Orthogonal chords of compact sets

Question

For any compact set on a plane say C does there always exist a chord in C such that its end points are orthogonal to the boundary of C (assumed smooth)

Answer 1

Consider two points $p,q$ on the boundary at a maximal distance from each other. If the chord $pq$ is not orthogonal to the boundary, say at $p$, then one could move $p$ along the curve in one of the two directions, obtaining a new point $p'$ so that $d(p',q)>d(p,q)$.

In a comment, Neal has asked what guarantees the existence of points $p,q$ on the boundary at maximal distance from each other. First notation: Let $A$ be the set in question, whose boundary is say the closed smooth curve $\gamma$. Since $A$ is compact it has a diameter, and so there are points $p_1,q_1$ for which $d(p_1,q_1)=d$ where $d$ is the diameter of $A$. For this result see

diameter on a compact metric space

Now we claim that in fact $p_1$ lies on the boundary of $A$. For if not, it lies in the interior of $A$ and so lies in some disc $D$ contained in $A$. But then we could extend the segment $p_1p_2$ a bit into $D$, increasing its length, against $d(p_1,q_1)=d$. Similarly we can show that $q_1$ must lie on the boundary. Conclusion: with $p=p_1,q=q_1$ we have two points on the boundary at maximal distance from each other, and in addition achieving the diameter of the whole set $A$.

Answer 2

The maximum distance argument is the essence of the matter (see answer by coffeemath) and I want to isolate here the minimal assumption needed for it to work, without imposing regularity conditions or topological restrictions on the boundary.
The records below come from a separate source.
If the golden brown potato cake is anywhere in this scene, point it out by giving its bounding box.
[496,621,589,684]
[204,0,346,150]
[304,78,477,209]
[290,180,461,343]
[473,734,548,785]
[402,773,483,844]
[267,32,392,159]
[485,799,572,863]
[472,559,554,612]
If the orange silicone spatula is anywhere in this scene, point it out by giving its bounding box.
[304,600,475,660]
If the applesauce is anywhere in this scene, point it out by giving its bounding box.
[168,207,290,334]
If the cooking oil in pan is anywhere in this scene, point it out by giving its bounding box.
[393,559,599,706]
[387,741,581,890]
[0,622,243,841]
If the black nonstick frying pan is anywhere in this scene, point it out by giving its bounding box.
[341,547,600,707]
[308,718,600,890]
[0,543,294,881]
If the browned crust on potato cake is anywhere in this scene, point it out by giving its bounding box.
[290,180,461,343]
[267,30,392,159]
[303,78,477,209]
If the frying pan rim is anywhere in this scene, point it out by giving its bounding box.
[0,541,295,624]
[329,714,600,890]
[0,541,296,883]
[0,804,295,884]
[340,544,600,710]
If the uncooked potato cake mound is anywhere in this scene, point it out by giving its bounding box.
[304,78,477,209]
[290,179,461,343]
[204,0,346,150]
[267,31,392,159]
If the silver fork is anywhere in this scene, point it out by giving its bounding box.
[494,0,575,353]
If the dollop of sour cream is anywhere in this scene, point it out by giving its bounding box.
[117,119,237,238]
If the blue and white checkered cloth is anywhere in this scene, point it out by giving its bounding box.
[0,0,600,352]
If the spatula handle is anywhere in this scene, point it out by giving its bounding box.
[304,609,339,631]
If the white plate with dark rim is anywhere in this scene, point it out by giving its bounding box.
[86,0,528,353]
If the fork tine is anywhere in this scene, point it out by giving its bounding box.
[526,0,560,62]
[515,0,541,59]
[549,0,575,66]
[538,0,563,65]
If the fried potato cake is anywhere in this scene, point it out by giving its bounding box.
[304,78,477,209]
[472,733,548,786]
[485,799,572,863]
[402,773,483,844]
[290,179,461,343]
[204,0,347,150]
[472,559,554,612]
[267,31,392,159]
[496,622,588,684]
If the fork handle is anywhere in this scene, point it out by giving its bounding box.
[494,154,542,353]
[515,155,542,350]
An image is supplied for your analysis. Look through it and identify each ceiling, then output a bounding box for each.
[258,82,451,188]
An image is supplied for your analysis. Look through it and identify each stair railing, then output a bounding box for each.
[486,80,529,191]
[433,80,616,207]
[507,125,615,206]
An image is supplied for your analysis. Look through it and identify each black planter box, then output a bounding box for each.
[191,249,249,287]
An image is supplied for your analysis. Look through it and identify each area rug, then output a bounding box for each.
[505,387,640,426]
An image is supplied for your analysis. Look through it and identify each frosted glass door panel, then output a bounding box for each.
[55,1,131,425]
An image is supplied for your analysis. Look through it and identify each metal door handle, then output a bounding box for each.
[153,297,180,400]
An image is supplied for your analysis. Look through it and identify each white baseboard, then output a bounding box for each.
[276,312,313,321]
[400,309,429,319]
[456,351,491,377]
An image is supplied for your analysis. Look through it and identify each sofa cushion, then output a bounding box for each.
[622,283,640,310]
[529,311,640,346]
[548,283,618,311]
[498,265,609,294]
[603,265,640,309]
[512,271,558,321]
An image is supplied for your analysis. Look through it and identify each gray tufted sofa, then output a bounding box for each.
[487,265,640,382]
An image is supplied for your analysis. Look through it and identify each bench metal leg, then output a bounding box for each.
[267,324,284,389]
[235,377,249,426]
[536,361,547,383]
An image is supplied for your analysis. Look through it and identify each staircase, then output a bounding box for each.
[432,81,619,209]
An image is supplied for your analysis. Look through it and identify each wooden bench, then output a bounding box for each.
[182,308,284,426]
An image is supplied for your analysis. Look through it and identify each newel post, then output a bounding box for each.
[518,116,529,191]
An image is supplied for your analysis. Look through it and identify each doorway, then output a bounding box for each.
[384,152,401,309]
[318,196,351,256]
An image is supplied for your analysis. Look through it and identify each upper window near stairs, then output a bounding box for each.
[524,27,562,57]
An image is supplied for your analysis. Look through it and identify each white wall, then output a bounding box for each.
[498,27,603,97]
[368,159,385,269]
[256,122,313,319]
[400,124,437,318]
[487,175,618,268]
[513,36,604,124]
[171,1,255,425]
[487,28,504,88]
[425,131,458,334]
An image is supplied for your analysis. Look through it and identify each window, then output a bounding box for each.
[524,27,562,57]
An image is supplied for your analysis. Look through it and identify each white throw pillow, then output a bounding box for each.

The compact set could be the Hawaiian Earring space, or an earring with uncountably many circles, or the boundary could be a figure $8$, but the proof continues to work if...

1. (infinitely near rays extend to infinitely near lines) for every boundary point $p$ of the boundary, if there is a sequence of points of the boundary $q_n$ converging to $p$ and asymptotic to a vector $v$ based at that point (so that the angle between $v$ and the vector from $p$ to $q_n$ goes to zero) then there are points of the boundary $r_n$ converging to $p$ and asymptotic to the vector opposite to $v$, AND
2. (all points have infinitely near tangent-like lines) Every point on the boundary has such a sequence for at least one nonzero vector $v$.

This is true if the boundary is a union of differentiable curves with nonzero velocity vector (locally near any point, the curves are "branches", each one enclosing the point in an open smooth arc), which covers most cases. The proof works in any number of dimensions, or in a Riemannian manifold if you understand $v$ to live in the tangent space at $p$.